- DVD cover
- Directed by: Pawans Sreedhar
- Written by: Pawans Sreedhar Poosala
- Produced by: K. Venkateswara Rao M. C. Sekhar
- Starring: Venu Thottempudi Janani
- Cinematography: M. Mohanchand
- Edited by: Nandamuri Hari
- Music by: Yuvan Shankar Raja
- Production company: Siva Sivani Movies
- Release date: 28 March 2002;
- Country: India
- Language: Telugu

= Malli Malli Choodali =

Malli Malli Choodali is a 2002 Indian Telugu-language film written and directed by Pawans Sreedhar, starring Venu Thottempudi and Janani, in lead and Vizag Prasad, Ali, P. Ravi Shankar, King Kong and Ramji among others in supporting roles. The film released on 28 March 2002 and proved to be very unsuccessful at the box-office.

== Production ==
The film was shot in Araku, Hyderabad, Ramoji Film City and Visakhapatnam. Two songs were recorded in London, reportedly a first for a Telugu film. Scenes involving Venu Thottempudi, Janani and their respective parent characters were shot at the hydraulically operated airplane set in Ramoji Film City.

==Soundtrack==
The music was composed by noted Tamil film composer Yuvan Shankar Raja. The soundtrack, released on 28 February 2002 at Hotel Green Park in Hyderabad, features 7 tracks overall, out of which 2 songs were earlier used in two Tamil films. The lyrics were written by Bhuvanachandra, Chandrabose and Kulashekhar.
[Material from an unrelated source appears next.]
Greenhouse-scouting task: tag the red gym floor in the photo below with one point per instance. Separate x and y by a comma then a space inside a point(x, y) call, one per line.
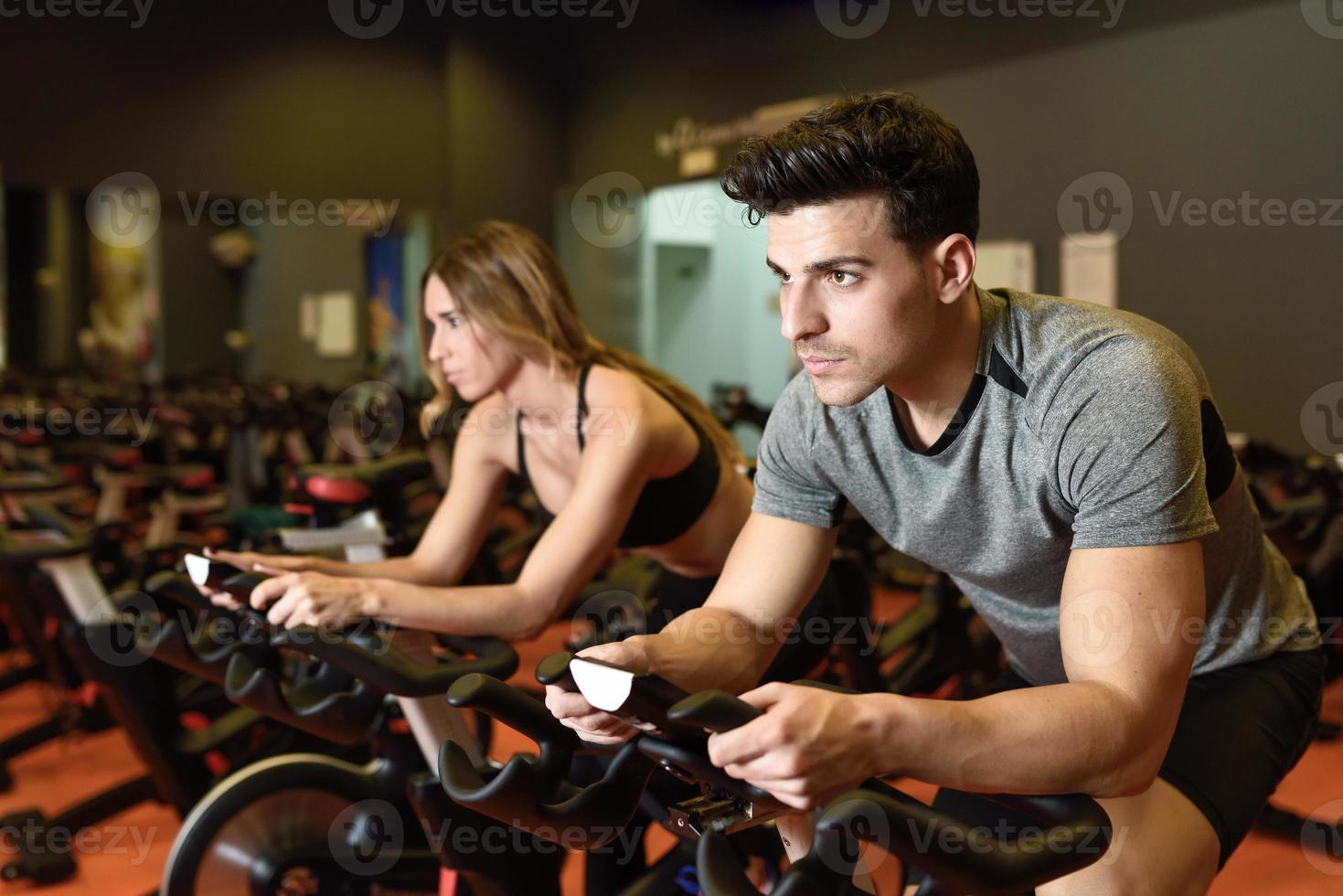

| Track | Song | Singer(s) | Duration | Lyricist | Notes |
|---|---|---|---|---|---|
| 1 | 'Vennelalo' | Unni Krishnan, Bhavatharini | 4:27 | Bhuvanachandra |  |
| 2 | 'Whiskylo' | Karthik Raja, Tippu | 4:26 | Bhuvanachandra |  |
| 3 | 'Suparu' | Shankar Mahadevan, Sunidhi Chauhan | 4:49 | Chandrabose |  |
| 4 | 'Mabbullo' | Devan, Tippu | 4:47 | Kulashekhar |  |
| 5 | 'Ivi Mallela' | Yuvan Shankar Raja | 4:24 | Chandrabose | Reused song "Idhu Kaadhala" from Thulluvadho Ilamai |
| 6 | 'Teenage Paparo' | Shankar Mahadevan, Mathangi | 4:23 | Bhuvanachandra | Reused song "All Day Jolly Day" from Manadhai Thirudivittai |
| 7 | 'Malli Malli Chudali' |  | 1:36 |  |  |

== Reception ==
A critic from Full Hyderabad gave the film a negative review.